Your a Mainer ....beautiful state. I'm no stranger to Franklin Co. NY. Gets cold there for sure! Currently in the hilltops of CNY.
I'm used to cold climates. Probably why I prefer spring, fall, and summer over the winters.
Heated with an indoor, forced hot air wood furnace. About 2/3s of this house is crawl space with the kitchen having a separate space. This area has no insulation and the foundation is stacked stone. Kitchen was one cold mother f'er!!!
Moved in in beginning of Nov. Had little time to prepare for winter. Got a log truck load of semi seasoned and green logs ... cheap.
My buddy fed me about 10 pick up loads of maple and other cuts of oak not suitable for firewood splitting. Have a good pecentage of the logs still. Burned about 15 cord.
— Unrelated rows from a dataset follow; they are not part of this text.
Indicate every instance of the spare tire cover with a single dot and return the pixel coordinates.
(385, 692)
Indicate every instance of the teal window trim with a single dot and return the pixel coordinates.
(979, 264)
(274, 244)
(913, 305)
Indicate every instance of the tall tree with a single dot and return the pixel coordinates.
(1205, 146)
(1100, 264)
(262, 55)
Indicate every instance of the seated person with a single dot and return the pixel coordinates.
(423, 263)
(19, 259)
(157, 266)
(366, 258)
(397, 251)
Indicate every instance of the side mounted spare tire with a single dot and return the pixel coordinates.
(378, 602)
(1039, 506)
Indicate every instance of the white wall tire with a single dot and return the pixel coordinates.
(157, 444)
I almost spit out my coffee at 15 cords! I'm on a woodstove forum as well and guys with the largest available forced air wood furnaces still burn 4-6 cords a season, even in places that average below 20f in the winter. That house must have about zero insulation.
Our winters have been fairly mild, since moving here in fall 2018 and fixing up this busted ass 1200 sqft house we only burn four cords a winter, and that's wood with less than 20% water by weight. First winter we just used a small (just under 1 cubic foot of firebox volume) freestanding cast iron stove, but that stove has been tested at 83% efficiency. The house was built in 1976 with 2x6 framing, 1200sqft saltbox, somewhat insulated slab (no perimeter, just under the slab and that is questionable) and when we got here the insulation was soaking wet with rotten framing all over. We've replaced most of the first floor insulation with R23 rockwool, but some stud bays are still empty and most of the band joist area is also uninsulated, for now. The main living area, almost all of the downstairs sq footage, is just studs and insulation with a weather barrier on the outside of the sheathing and siding over that.
Last fall I installed a wood burning cookstove that also preheats the domestic hot water. It's a bit larger than the freestander, but it is not as efficient at heating the house. It can carry the heating load in the milder parts of spring and fall, but not in "real" winter.
Also, I'm not a "real" Mainer, but born in the mountains of VA and moved all around the world as an army brat ad then joined the army myself.